Free Mobile: le tariffe del lancio in Francia. Stessa convenienza anche in Italia?


Ormai i giochi sembrano fatti per quanto riguarda il futuro sbarco di Free Mobile (gruppo Iliad) in Italia e si attende solo il via libera ufficiale  della Commissaria Antitrust, Margrethe Vestager, che ormai appare quasi scontato sarà verso un OK alla fusione tra Wind e 3 Italia.

Oltre a questo, le ultime indiscrezioni vedrebbero Xavier Niel (fondatore del gruppo Iliad) interessato a sbarcare anche nel fisso, dove potrebbe approfittare del progetto Open Fiber di Enel per un lancio anche in questo settore. Appena la Commissaria Antitrust darà l’OK all’operazione, per Free Mobile si preannuncia uno sbarco sul mercato italiano nel corso del 2017, sfruttando da subito le frequenze acquisite e il roaming che verrà offerto per 5 anni dall’operatore che nascerà dalla fusione tra Wind e 3. Da qui la differenza la faranno le tariffe che verranno proposte.

Lancio Free Mobile

Nel debutto di 4 anni fa sul mercato francese, nel gennaio 2012, Free Mobile sbaragliò la concorrenza: nei soli primi tre mesi dal lancio (avvenuto a gennaio 2012) il nuovo operatore mobile aveva totalizzato 2.610.000 clienti e il 4% di quota di mercato, ben oltre ogni più rosea aspettativa (per intenderci, più o meno la quota di mercato che PosteMobile ha conquistato in oltre 8 anni di attività).

In Italia gli analisti si aspettano una quota di mercato del 7% in circa 5 anni, ma molto dipenderà dalla reale offerta tariffaria che verrà proposta nel lancio di Free Mobile, che potrebbe portare ad un successo simile a quello avvenuto in “patria” e numeri ben più alti.

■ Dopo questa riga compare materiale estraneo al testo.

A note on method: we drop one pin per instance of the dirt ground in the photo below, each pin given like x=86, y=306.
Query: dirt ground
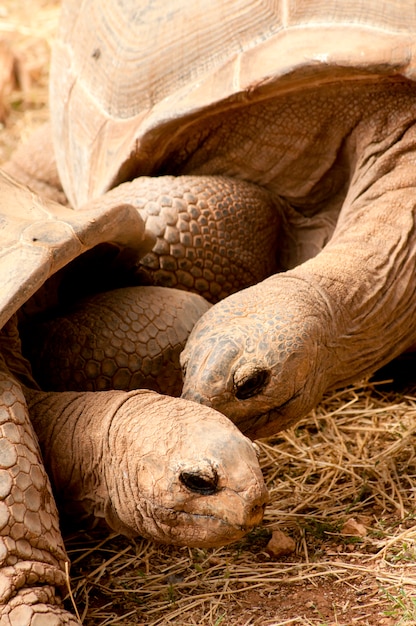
x=342, y=483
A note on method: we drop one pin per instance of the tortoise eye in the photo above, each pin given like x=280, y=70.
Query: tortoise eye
x=250, y=386
x=199, y=482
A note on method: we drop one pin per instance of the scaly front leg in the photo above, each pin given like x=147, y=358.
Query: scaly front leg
x=265, y=356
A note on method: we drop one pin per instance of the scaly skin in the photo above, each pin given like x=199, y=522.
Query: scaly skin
x=210, y=235
x=126, y=339
x=200, y=485
x=99, y=450
x=265, y=356
x=32, y=553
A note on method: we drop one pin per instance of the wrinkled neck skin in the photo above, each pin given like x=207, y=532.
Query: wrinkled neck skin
x=340, y=315
x=125, y=457
x=70, y=434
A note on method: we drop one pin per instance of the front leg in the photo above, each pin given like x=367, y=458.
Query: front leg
x=32, y=553
x=265, y=356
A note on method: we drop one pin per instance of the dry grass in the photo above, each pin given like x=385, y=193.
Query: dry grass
x=353, y=457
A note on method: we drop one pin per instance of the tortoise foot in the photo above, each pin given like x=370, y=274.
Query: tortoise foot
x=36, y=606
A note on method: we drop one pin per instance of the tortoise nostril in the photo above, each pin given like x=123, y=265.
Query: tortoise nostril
x=258, y=510
x=200, y=482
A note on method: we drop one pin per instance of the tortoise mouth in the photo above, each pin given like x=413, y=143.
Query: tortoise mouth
x=197, y=530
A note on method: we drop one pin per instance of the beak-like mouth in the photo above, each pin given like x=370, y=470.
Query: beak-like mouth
x=200, y=530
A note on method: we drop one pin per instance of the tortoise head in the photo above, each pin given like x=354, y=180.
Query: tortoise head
x=259, y=356
x=190, y=476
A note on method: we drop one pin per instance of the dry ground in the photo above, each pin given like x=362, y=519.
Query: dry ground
x=353, y=458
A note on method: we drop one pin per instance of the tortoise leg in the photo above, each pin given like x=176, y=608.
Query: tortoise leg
x=265, y=356
x=32, y=553
x=213, y=235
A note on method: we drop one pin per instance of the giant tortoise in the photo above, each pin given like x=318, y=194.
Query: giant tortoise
x=146, y=463
x=312, y=102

Il segreto dell’operatore francese? Le tariffe. L’offerta lancio del 2012 prevedeva infatti una flat totalmente illimitata a 19.99 euro al mese per i primi 3 milioni di clienti che la attivavano con chiamate illimitate (verso tutte le numerazioni nazionali e 40 destinazioni internazionali), SMS/MMS illimitati e traffico dati illimitato su rete 4G/LTE (ridotto a 20 GB se si utilizzava uno smartphone LTE ma si navigava in 3G o limitato a 3 GB/mese se si navigava in 3G con smartphone non abilitati alla rete LTE).  In Francia questo forfait (che lo ricordiamo, non ha nessun vincolo di durata e può essere disattivato in qualsiasi momento) è stato offerto anche a 15.99 euro/mese agli abbonati Free (rete fissa/internet/IPTV). Tariffe che, va detto, in Francia sono state davvero dirompenti, visto che prima del 2012 i forfait avevano costi decisamente più elevati.

In aggiunta, sempre al lancio, alcuni modelli di smartphone venivano offerti con vincoli a scelta tra 12/24 o 36 mesi, ad un costo mensile di circa la metà rispetto alle proposte dei concorrenti.

L’altro pacchetto proposto al lancio prevedeva un costo mensile di soli 2 euro e garantiva 60 minuti di chiamate nazionali e internazionali (verso 40 diverse destinazioni) e 60 SMS. Inoltre, le chiamate effettuate oltre la soglia mensile messa a disposizione, venivano tariffate solo 5 centesimi al minuto, mentre gli SMS al prezzo low cost di solo 1 centesimo di euro ad invio.

Attualmente l’offerta è ancora più conveniente: allo stesso canone mensile vengono offerte 2 ore di chiamate nazionali (e internazionali verso 100 destinazioni) e SMS/MMS nazionali illimitati, oltre a 50 MB di traffico internet.

In Italia la situazione è diversa da quella presente in Francia nel 2012: negli ultimi anni le tariffe e le offerte a pacchetto, anche grazie ad alcuni MVNO, si sono mantenute su cifre relativamente contenute (e sicuramente su prezzi più convenienti di quelli applicati in Francia), viceversa, dal 2012 in poi (con il lancio di Free Mobile) i prezzi nella telefonia mobile francese sono crollati, con offerte a 19.99€ mensili per chiamate e SMS illimitati e molti GB compresi nell’offerta (un esempio, l’offerta Virgin Mobile del 2014).

Sarà interessante scoprire con quanti pacchetti e che tariffe Free Mobile debutterà sul mercato italiano (nulla vieta di pensare che l’offerta possa essere ancora più conveniente di quella proposta in Francia) e l’effetto che questo “sbarco” avrà sugli altri 3 operatori e i MVNO (l’effetto sulle realtà più piccole del nostro Paese probabilmente sarà lo stesso avuto in Francia, con diverse chiusure).